A number of philosophers or epistemologists have thus questioned the nature of science and, first of all, the thesis of its uniqueness. The epistemologist Paul Feyerabend, in Against Method, is one of the first, in the seventies, to revolt against the received ideas with regard to science and to put into perspective the too simple idea of ”scientific method”. He exposes an anarchist theory of knowledge pleading for the diversity of reasons and opinions, and indeed explains that ” science is much closer to myth than a scientific philosophy is prepared to admit”. The philosopher Louis Althusser, who produced a course on this question from a Marxist perspective, maintains that “every scientist is affected by an ideology or a scientific philosophy which we propose to call by the conventional name: the spontaneous philosophy of the scientists“. Dominique Pestre endeavors to show the uselessness of a distinction between “rationalists” and “relativists”, in Introduction to Science Studies.
Large epistemological models
The history of science and philosophy has produced many theories as to the nature and scope of the scientific phenomenon.

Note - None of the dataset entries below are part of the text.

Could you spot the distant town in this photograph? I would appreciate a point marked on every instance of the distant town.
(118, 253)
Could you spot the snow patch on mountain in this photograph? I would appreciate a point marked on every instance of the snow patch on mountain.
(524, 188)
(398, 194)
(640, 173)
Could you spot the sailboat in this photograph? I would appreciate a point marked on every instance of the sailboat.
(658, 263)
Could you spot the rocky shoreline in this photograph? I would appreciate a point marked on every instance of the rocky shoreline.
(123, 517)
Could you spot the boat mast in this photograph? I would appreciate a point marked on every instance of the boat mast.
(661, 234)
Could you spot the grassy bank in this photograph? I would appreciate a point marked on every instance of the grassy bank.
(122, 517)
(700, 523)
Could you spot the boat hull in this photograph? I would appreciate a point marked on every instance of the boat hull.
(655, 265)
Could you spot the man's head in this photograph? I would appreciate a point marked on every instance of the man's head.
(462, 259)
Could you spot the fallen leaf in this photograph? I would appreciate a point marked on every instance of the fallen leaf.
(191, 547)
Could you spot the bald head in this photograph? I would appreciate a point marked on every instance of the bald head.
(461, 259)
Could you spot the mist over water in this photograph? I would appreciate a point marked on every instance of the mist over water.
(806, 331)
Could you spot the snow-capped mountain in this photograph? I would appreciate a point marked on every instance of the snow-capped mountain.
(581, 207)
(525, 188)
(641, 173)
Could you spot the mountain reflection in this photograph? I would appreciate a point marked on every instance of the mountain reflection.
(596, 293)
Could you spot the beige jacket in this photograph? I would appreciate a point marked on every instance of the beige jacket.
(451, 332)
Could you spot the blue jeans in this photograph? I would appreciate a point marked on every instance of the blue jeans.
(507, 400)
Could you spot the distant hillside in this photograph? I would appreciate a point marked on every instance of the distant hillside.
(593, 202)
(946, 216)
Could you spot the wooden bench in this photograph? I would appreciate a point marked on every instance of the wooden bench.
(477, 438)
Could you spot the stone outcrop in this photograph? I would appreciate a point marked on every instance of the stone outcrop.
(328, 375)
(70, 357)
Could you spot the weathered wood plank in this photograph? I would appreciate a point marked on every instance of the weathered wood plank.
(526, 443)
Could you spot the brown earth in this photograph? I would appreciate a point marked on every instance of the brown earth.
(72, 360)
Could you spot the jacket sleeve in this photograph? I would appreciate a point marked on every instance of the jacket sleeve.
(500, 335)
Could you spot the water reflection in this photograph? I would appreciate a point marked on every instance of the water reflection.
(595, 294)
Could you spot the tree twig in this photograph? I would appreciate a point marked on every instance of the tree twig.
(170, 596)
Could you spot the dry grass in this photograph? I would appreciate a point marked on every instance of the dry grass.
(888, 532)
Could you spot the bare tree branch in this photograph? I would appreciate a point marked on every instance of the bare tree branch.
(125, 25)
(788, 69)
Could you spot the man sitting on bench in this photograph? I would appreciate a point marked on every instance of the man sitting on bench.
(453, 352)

There is thus a set of great epistemological models which claim to explain the specificity of science. The 20th century marked a radical turning point. Very schematically, to the first purely philosophical and often normative reflections were added more sociological and psychological reflections, then sociological and anthropological approaches in the 1980s, then finally fundamentally heterogeneous approaches from the 1990s with Science studies. The discourse will also be questioned by psychology with the current of constructivism. Finally, epistemology is interested in “science in action” (expression of Bruno Latour), that is to say in its daily implementation and not only in the nature of the theoretical questions it produces.